$13m settlements draw line under four deaths at the hands of police

New Orleans Mayor Mitch Landrieu. Picture: Matthew Hinton/The Advocate via AP
New Orleans Mayor Mitch Landrieu. Picture: Matthew Hinton/The Advocate via AP
Have your say

New Orleans’ mayor said a dark chapter in the city’s history has closed with settlements totalling $13.3 million (about £10.8m) for relatives of four men killed by police around the time of Hurricane Katrina.

“We are here to proclaim from the highest mountaintop that the City of New Orleans … can transform itself from a city of violence into a city of peace,” Mayor Mitch Landrieu said after a private prayer service with victims’ relatives and local officials.

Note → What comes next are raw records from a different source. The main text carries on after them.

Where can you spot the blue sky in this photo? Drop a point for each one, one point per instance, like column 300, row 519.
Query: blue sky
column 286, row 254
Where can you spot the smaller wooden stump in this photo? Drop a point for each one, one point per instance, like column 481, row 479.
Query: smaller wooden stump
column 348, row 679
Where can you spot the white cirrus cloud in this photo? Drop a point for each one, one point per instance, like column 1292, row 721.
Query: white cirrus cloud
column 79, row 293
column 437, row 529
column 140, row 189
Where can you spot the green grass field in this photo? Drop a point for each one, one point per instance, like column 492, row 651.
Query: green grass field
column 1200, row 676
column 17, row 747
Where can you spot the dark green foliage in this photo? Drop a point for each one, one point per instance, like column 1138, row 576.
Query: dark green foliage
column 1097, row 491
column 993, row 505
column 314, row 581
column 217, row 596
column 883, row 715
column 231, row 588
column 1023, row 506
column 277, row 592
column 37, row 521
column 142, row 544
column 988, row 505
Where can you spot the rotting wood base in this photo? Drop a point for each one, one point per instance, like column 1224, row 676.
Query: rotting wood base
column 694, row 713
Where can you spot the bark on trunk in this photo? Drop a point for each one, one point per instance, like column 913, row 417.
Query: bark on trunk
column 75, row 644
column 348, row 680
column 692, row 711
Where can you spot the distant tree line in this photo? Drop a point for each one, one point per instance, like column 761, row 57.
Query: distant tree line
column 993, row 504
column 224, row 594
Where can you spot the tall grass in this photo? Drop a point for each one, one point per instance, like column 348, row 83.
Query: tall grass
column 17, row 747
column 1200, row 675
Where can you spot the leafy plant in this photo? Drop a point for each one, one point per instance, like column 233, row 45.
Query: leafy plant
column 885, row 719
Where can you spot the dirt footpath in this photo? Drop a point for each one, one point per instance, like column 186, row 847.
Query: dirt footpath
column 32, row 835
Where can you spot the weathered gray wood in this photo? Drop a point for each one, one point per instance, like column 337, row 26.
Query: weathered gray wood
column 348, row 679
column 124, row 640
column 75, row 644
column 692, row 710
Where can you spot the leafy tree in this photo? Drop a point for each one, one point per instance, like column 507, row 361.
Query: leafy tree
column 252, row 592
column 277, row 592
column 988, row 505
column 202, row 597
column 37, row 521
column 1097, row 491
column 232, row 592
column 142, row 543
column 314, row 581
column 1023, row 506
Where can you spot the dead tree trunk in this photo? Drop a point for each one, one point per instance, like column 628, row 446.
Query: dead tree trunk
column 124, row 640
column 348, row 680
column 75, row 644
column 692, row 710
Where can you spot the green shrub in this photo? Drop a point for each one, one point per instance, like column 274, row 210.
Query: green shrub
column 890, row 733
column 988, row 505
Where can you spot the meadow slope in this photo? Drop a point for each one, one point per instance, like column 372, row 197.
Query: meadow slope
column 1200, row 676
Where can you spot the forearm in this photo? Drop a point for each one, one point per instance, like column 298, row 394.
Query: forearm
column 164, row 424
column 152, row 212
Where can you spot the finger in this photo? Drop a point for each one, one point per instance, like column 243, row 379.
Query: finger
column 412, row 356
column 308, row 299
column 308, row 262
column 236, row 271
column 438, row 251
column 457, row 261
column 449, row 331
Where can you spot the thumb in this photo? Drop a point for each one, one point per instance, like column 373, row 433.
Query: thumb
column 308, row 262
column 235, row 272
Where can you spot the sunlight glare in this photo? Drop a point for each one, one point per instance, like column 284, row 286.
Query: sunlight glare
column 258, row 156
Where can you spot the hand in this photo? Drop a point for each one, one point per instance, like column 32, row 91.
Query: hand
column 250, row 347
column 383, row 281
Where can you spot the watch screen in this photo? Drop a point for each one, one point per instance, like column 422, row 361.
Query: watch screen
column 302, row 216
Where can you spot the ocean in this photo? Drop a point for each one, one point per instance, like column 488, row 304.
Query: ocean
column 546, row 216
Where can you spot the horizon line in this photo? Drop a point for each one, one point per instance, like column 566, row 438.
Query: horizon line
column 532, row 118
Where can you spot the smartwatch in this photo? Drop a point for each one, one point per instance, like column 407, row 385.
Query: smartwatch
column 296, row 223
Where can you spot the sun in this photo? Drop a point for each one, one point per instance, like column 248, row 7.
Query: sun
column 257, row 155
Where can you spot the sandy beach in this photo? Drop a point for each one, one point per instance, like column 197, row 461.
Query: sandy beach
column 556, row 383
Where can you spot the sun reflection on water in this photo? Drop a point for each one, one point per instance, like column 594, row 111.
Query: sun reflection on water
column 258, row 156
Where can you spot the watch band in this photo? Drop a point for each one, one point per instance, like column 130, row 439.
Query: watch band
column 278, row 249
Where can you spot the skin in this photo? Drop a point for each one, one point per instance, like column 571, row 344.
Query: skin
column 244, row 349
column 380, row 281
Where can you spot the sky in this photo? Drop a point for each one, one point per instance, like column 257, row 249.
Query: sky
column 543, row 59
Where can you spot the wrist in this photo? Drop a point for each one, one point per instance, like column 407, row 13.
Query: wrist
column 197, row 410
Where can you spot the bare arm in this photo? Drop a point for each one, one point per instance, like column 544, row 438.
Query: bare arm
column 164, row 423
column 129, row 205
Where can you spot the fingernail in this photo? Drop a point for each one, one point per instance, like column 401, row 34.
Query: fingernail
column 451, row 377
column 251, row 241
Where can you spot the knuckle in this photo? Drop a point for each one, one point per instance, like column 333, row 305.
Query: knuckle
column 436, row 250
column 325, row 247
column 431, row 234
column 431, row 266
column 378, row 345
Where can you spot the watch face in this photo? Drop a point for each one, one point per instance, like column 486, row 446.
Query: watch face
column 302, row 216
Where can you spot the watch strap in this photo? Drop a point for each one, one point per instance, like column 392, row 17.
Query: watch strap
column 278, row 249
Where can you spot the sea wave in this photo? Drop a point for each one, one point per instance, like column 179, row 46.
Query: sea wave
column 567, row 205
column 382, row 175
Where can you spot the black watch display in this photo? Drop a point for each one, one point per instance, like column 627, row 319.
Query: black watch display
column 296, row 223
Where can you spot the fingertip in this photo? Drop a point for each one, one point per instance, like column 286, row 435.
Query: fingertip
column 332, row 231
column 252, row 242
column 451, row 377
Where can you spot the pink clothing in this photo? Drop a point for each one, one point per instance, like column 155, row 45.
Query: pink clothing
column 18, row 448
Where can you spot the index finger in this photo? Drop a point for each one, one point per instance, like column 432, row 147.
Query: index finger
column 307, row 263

He called the prayer service a way for the city to say publicly “how intensely sorry I am” that “these individuals were looking for people to protect and serve, and they got the exact opposite”.

Mr Landrieu said the settlements with 17 plaintiffs end all civil lawsuits involving the killings. The City Council was “very strong in support” of the settlements, which will be paid out over two years, and approved bond sales to cover them, he said.

Sherrel Johnson, the mother of James Brissette, 17, who died in the 4 September, 2005 shootings, was among the relatives in the audience for Mr Landrieu’s announcement. She said she “wholeheartedly” accepts his apology.

“Since that time, it has been an awful long and rough road. But me and my family got through it,” she said.

Later, she added: “Now this is closure for me, and I can go forward … because I know the old New Orleans does not exist any more.”

Because criminal cases had to be dealt with first, the lawsuits have taken more than a decade to settle.

A total of 20 current or former New Orleans police officers were charged in a series of investigations after the August 2005 storm. All but one of the cases centred on alleged police misconduct during the chaos that gripped the flooded city. Eleven officers pleaded guilty to charges related to deadly shootings less than a week after Hurricane Katrina’s landfall.

Officers shot and killed two unarmed people and wounded four others on the Danziger Bridge before engaging in a cover-up that included a planted gun, fabricated witnesses and falsified reports.

Mr Brissette and Ronald Madison, 40, a mentally disabled man, were killed. Mr Madison’s brother, Lance, was arrested on false accusations that he shot at officers.

Five other officers were tried on charges relating to the death of Henry Glover, 31, who was fatally shot outside a strip mall before his body was burned. Two ex-officers were convicted of charges stemming from the fatal beating of Raymond Robair, 48, killed weeks before Katrina struck.